Page 2887 - Shakespeare - Vol. 1
P. 2887
RICHARD
Should dying men flatter with those that live?
GAUNT
No, no. Men living flatter those that die.
RICHARD
Thou now a-dying sayst thou flatterest me. [90]
GAUNT
O, no. Thou diest, though I the sicker be.
RICHARD
I am in health. I breathe, and see thee ill.
GAUNT
Now he that made me knows I see thee ill;
Ill in myself to see, and in thee seeing ill.
Thy deathbed is no lesser than thy land, [95]
Wherein thou liest in reputation sick,
And thou, too careless patient as thou art,
Committ’st thy anointed body to the cure
Of those physicians that first wounded thee.
A thousand flatterers sit within thy crown, [100]

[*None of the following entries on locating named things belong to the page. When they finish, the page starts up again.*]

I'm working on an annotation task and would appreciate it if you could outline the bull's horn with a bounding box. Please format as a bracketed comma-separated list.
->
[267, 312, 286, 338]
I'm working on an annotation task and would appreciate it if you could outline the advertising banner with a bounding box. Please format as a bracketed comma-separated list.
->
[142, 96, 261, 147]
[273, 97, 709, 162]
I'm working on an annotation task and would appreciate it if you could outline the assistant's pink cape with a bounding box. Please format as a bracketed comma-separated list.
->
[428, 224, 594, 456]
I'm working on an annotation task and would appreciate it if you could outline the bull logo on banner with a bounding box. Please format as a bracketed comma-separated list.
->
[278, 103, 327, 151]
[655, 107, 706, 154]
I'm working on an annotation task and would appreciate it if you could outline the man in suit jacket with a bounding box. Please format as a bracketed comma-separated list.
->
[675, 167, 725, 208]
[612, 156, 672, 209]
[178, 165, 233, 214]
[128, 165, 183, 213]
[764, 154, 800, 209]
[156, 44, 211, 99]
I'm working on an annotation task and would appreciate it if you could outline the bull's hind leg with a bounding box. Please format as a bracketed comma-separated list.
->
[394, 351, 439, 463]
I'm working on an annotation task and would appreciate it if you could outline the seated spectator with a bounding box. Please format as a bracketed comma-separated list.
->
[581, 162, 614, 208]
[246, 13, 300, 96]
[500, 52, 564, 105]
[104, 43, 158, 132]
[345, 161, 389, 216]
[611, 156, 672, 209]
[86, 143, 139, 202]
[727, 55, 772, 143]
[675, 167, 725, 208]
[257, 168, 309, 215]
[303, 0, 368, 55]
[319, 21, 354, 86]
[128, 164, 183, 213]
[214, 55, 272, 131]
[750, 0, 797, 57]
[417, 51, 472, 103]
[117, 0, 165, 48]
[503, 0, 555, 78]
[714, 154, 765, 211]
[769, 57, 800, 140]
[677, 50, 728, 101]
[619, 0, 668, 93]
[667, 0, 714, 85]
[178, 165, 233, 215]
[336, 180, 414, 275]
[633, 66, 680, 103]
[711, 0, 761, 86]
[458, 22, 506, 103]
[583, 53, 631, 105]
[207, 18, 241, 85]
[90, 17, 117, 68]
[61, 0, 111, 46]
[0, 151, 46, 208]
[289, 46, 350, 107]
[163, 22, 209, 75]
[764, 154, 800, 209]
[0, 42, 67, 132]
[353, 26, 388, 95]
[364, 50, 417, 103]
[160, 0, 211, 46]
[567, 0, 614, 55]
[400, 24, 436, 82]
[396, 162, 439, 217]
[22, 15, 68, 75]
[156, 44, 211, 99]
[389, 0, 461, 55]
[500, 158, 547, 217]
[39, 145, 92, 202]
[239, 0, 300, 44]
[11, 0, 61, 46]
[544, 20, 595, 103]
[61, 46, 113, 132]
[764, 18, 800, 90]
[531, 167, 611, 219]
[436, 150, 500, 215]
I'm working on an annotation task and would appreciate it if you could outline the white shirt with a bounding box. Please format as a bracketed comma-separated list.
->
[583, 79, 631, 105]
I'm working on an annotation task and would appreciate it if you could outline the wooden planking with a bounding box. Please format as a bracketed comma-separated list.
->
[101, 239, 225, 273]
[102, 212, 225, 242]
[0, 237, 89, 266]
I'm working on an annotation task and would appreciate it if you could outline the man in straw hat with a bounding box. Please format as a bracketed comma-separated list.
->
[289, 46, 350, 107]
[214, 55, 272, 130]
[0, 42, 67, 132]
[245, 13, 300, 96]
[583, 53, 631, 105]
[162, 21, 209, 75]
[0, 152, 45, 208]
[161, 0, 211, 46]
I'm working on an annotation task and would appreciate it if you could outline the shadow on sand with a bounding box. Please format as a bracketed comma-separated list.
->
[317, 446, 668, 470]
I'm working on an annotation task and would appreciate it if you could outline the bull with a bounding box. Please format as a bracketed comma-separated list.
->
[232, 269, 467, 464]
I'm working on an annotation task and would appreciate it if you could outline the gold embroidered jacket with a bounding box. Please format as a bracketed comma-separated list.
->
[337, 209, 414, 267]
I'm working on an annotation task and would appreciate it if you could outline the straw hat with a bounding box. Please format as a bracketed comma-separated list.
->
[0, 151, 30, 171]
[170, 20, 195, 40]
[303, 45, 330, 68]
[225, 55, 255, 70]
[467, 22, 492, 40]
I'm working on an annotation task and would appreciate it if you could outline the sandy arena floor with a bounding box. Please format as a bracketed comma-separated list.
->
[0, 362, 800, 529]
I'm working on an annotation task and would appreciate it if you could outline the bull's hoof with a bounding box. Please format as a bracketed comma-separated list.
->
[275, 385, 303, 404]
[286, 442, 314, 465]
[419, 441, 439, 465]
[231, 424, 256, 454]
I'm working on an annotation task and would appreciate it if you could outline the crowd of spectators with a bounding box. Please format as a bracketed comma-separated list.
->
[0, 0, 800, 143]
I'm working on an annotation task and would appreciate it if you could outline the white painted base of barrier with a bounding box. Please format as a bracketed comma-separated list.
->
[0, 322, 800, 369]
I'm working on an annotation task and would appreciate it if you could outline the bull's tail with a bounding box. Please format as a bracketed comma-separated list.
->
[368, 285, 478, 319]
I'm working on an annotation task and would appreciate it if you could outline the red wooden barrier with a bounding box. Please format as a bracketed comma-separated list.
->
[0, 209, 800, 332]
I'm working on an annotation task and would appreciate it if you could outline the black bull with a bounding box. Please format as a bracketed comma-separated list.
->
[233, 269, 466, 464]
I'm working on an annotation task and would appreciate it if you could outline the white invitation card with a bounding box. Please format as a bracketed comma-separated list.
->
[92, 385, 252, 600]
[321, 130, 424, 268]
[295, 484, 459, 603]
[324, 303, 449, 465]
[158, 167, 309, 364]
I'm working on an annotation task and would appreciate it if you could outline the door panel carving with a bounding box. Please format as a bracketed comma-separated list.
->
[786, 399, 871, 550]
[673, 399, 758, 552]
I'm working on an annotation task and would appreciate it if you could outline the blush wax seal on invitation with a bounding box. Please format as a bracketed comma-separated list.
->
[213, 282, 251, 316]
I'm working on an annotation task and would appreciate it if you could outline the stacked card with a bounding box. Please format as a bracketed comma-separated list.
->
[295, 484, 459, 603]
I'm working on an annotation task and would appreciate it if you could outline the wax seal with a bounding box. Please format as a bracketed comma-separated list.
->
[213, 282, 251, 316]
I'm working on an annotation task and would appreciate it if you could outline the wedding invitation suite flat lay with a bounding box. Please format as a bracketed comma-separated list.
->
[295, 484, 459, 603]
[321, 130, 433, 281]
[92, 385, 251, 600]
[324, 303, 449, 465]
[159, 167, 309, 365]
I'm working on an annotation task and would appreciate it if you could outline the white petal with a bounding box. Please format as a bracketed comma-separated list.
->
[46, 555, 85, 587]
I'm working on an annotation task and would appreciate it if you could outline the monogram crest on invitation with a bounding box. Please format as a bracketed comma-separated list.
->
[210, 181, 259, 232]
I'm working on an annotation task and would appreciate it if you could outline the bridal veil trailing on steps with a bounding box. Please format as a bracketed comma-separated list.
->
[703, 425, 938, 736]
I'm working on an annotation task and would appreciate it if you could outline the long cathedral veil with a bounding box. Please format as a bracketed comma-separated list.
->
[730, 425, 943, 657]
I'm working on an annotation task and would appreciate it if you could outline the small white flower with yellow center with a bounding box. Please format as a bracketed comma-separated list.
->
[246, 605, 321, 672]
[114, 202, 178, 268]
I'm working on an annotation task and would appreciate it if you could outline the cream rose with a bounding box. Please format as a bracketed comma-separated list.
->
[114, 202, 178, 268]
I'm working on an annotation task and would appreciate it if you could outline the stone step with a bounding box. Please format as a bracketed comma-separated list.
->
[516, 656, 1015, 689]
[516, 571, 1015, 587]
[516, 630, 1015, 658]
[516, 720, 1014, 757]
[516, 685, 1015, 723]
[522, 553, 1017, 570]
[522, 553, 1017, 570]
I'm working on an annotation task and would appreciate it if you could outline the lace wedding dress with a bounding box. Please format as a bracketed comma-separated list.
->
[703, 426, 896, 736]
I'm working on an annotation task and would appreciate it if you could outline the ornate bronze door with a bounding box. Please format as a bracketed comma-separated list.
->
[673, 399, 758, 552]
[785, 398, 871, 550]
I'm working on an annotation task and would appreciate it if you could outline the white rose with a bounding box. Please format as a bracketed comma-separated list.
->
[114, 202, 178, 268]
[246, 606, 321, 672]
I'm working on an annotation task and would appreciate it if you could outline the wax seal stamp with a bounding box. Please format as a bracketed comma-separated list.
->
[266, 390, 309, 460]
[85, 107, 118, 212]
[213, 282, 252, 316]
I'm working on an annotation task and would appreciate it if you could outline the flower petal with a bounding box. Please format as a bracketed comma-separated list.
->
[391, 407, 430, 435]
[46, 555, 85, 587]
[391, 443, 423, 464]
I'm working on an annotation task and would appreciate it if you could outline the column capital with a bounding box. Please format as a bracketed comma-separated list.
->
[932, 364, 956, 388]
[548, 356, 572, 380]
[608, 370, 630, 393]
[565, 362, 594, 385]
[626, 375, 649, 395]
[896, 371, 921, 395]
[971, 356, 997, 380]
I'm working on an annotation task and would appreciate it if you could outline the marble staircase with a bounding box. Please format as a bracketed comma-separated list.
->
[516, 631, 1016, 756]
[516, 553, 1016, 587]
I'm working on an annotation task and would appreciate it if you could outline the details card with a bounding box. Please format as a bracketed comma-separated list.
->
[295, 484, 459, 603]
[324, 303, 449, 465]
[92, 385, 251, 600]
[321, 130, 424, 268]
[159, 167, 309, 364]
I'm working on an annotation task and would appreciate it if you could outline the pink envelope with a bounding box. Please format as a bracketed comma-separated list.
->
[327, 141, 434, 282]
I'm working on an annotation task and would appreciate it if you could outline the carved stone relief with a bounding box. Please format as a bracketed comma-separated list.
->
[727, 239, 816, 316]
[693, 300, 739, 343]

Whose compass is no bigger than thy head,
And yet, encagèd in so small a verge,
The waste is no whit lesser than thy land.
O, had thy grandsire with a prophet’s eye
Seen how his son’s son should destroy his sons, [105]
From forth thy reach he would have laid thy shame,
Deposing thee before thou wert possessed,
Which art possess’d now to depose thyself.
Why, cousin, wert thou regent of the world
It were a shame to let this land by lease; [110]
But for thy world enjoying but this land,
Is it not more than shame to shame it so?
Landlord of England art thou now, not king.